When done right, podcasts are a cost-benefit-analysis slam-dunk. The total cost of producing and distributing podcasts, sponsored or otherwise, is a fraction of a white paper, an ad campaign, AdWords, a booth at a trade event, a direct email marketing campaign, a webinar/webcast. And yet podcasting is often more credible, "lasts" longer as searchable content, is easier to absorb, and can actually extend the value of other outreach activities. Any of these outreach activities are enhanced appreciably at incremental cost when B2B podcasting is used along with them.
Written by Dana Gardner, Contributor

Jeremiah Owyang, director of corporate media strategy at PodTech.net, has a great analysis blog on the state of B2B podcasting. This is clearly a powerful informational medium and distribution capability that is in early innings.

Jeremiah, however, did not dwell on the cost and value -- the economics of B2B podcasting. Yet many of those using B2B podcasts -- internally produced or via third parties (and as one I may be biased) -- are getting great value via the podcasting/transcript/blog triumvirate. The cost savings come in both the ability to capture a lot of knowledge (via phone calls) and then package and distribute it globally via a network as diverse-yet-targeted as iTunes to, well, ZDNet and Blogger.

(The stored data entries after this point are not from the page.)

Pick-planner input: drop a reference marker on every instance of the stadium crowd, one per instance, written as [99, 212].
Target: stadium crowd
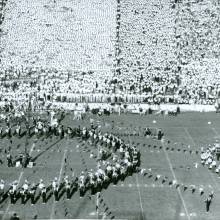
[175, 66]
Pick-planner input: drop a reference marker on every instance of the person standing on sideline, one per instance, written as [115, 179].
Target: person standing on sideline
[208, 202]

Proper creation of this content -- when the interests of the listener/reader are paramount -- balances the need for sponsorship with the imperative for value, credibility and acceptance. If it's not worthwhile, people won't listen or read it. If it is, they will -- and they will tell their friends in their communities. It's that simple. After all, it's a blog ... with all the social-Web Darwinism that entails.

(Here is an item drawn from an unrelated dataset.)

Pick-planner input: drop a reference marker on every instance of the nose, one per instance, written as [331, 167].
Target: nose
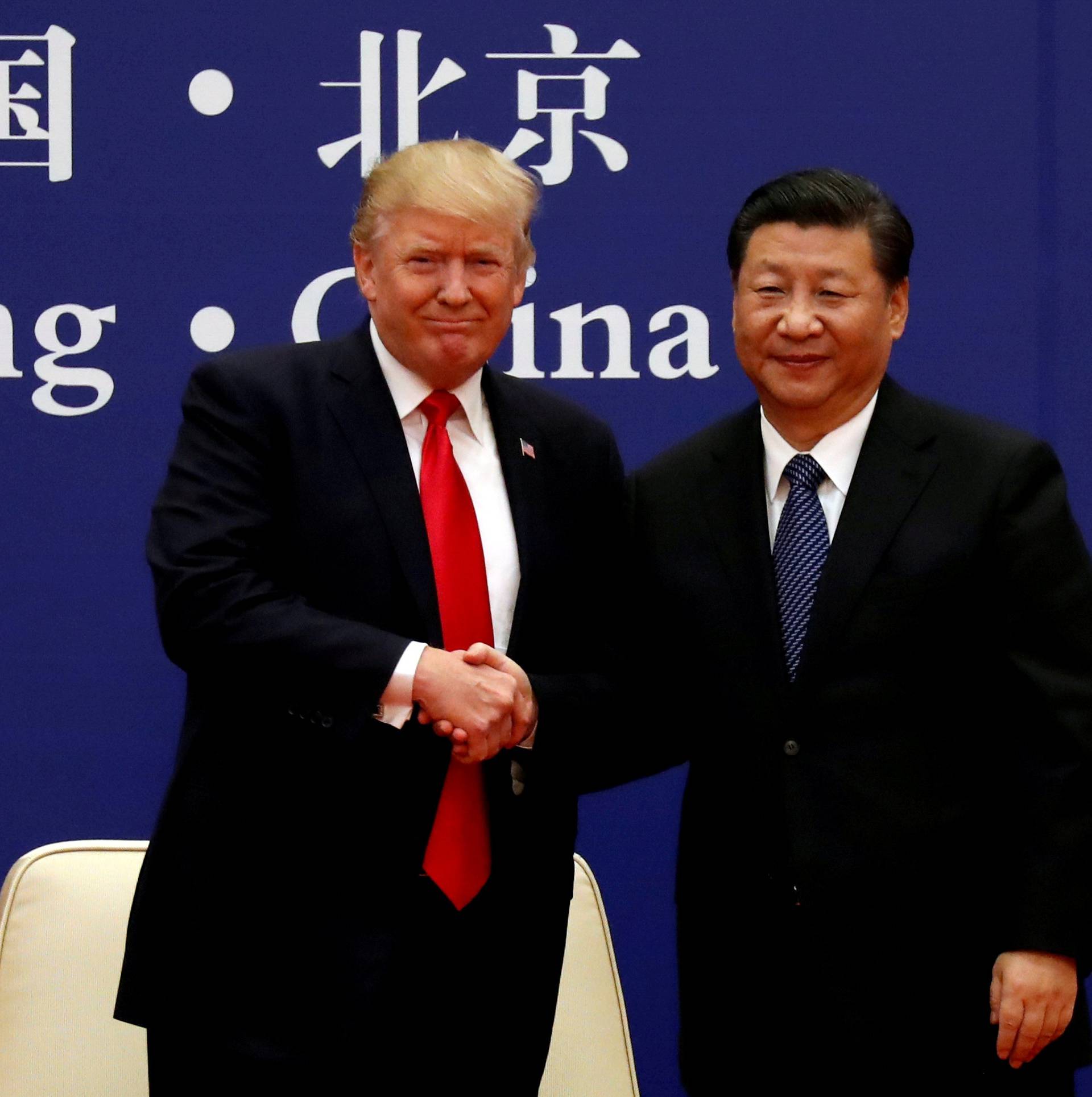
[799, 321]
[453, 288]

And the innovation around B2B podcasts is only beginning. When listeners link to a blog of a transcript, it raises that URL in search rankings, so there's a search relevancy benefit. The sponsors can point their AdWords click-throughs to the educational discussion transcript, not just to a registration or brochure-ware page. So there's a search-based ad benefit by providing the best content along with the best keywords.

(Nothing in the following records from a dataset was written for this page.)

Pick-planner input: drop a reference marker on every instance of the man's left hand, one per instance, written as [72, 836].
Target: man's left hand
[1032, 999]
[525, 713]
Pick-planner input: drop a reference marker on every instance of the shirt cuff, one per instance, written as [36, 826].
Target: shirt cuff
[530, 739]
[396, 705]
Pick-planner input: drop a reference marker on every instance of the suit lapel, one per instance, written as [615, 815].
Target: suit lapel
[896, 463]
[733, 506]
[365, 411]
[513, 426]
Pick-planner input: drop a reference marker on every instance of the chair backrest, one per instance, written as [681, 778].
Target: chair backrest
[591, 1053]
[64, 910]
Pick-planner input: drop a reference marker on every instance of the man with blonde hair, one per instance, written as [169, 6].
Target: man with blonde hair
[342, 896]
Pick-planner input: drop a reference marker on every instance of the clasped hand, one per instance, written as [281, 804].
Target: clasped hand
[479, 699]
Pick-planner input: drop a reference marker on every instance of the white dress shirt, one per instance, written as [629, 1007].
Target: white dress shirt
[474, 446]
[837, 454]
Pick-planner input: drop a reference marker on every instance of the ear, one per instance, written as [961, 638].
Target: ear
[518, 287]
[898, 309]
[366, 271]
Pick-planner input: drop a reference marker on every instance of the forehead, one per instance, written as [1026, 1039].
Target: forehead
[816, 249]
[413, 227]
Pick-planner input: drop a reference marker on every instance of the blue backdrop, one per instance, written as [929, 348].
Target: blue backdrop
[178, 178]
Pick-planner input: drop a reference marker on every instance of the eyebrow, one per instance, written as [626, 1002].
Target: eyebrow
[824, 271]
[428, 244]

When done right, podcasts are a cost-benefit-analysis slam-dunk. The total cost of producing and distributing podcasts, sponsored or otherwise, is a fraction of a white paper, an ad campaign, AdWords, a booth at a trade event, a direct email marketing campaign, a webinar/webcast.

And yet podcasting is often more credible, "lasts" longer as searchable content, is easier to absorb, and can actually extend the value of other outreach activities. Any of these outreach activities are enhanced appreciably at incremental cost when B2B podcasting is used along with them.

For instance, I have already been part of a repurposing of webinars into podcasting/transcript/blog content. I happen to be the featured analyst on the webinar on SOA issues, so I am obviously biased, but it proves a point of new content uses.

Bottom line: B2B podcasts are offering more bang for the buck as native content creation, as well as quickly and easily extending the value and ROI of other informational outreach approaches.